WP Kinsella, If Wishes Were Horses

How could If Wishes Were Horses miss? W.P. Kinsella's collected works include both clunkers and hits, but the two novels for which some of his readers actually venerate him (rather than simply appreciate him) are The Iowa Baseball Confederacy, featuring Gideon Clarke, and Shoeless Joe, featuring Ray Kinsella, which you may - and should - also know as Field of Dreams, starring the then-ascendant Kevin Costner, who may never have been better.

Because If Wishes Were Horses brings together Ray Kinsella and Gideon Clarke in the same volume, and lets them both talk at length, without interruption, with each chapter entirely narrated by only one character. If the first two novels were as character-driven as most of us thought they were, then this novel would be wonderful.

Basically, Ray and Gideon come together to ponder and help solve the unlikely, improbable, and impossible events occurring in the life (or possibly lives) of Iowa-born Joe McCoy, a retired pro baseball player on the run after apparently kidnapping a child and committing numerous other crimes - except that it didn't quite happen that way, and for some reason nobody wants to actually arrest the guy. McCoy means well, always, and he lives a small life with at best small victories, so we're meant to see in him our own weaknesses (and our own strengths in Kinsella and Clarke, vindicated in the earlier novels).

It's a brilliant idea, and the set-up is terrific. I bought into the characters (OK, the male characters - the female ones, Kinsella has always kind of struggled with), and I appreciated how he handled questions of setting.

But I'm glad I read enough to be glad of partial successes.
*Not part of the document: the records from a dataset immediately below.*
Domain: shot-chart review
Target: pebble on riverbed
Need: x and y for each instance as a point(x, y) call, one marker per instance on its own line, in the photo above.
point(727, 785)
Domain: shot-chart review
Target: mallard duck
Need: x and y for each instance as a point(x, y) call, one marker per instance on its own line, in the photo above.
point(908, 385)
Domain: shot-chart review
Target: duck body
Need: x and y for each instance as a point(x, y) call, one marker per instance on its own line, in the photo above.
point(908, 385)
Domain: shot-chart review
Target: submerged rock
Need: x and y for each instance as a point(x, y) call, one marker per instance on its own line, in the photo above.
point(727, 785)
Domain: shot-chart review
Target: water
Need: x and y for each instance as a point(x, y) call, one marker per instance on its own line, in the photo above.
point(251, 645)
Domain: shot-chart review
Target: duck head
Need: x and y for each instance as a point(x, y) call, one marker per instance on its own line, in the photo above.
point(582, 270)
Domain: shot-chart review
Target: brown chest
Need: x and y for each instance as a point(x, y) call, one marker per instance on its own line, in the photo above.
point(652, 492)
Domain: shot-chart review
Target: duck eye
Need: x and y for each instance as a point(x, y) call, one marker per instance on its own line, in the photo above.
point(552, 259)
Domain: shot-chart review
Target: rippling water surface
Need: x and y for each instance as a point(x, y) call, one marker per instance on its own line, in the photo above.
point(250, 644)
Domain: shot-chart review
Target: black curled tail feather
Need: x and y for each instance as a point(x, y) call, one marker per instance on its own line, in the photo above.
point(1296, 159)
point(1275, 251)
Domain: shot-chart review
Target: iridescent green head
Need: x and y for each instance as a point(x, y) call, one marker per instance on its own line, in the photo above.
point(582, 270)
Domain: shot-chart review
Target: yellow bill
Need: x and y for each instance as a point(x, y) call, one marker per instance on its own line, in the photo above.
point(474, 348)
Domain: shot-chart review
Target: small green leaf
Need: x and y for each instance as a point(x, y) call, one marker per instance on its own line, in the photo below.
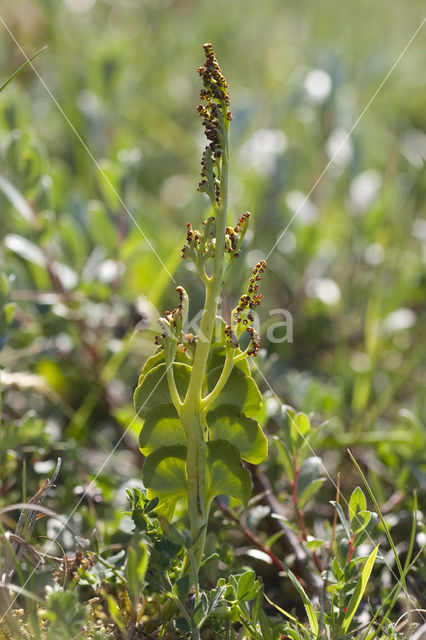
point(311, 472)
point(136, 566)
point(310, 611)
point(300, 426)
point(161, 428)
point(164, 475)
point(16, 199)
point(217, 358)
point(265, 626)
point(310, 491)
point(225, 475)
point(246, 583)
point(342, 517)
point(226, 422)
point(154, 389)
point(182, 587)
point(240, 390)
point(359, 589)
point(357, 502)
point(360, 521)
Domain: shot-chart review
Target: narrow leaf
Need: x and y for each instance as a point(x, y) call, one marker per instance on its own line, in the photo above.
point(359, 589)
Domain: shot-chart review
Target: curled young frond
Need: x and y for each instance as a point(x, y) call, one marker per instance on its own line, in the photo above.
point(215, 114)
point(234, 236)
point(242, 315)
point(172, 323)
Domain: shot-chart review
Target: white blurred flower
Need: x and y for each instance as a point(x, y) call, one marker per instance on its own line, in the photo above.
point(318, 85)
point(413, 146)
point(301, 206)
point(339, 147)
point(325, 289)
point(261, 150)
point(374, 253)
point(364, 189)
point(402, 318)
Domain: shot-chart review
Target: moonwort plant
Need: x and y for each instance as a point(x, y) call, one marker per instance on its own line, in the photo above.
point(195, 394)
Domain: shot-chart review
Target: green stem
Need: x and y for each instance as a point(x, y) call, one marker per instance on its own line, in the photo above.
point(191, 411)
point(223, 379)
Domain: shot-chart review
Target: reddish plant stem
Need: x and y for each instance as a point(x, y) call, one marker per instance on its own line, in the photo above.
point(351, 548)
point(299, 512)
point(249, 534)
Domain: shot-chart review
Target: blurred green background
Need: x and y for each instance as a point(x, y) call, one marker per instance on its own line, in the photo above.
point(79, 276)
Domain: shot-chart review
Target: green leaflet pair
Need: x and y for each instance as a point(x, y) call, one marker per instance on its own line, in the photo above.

I couldn't stay excited about this book, and the big plot twist explaining McCoy's increasingly improbable existence ... well, let's just say that the original version of The Abyss came to mind for me. I mean, honestly. Dude. It's a novel: there's no reason not to give us the director's-cut DVD up front, with all the good stuff left in.

Lots of sweetness in this novel, but for me, not enough of anything else.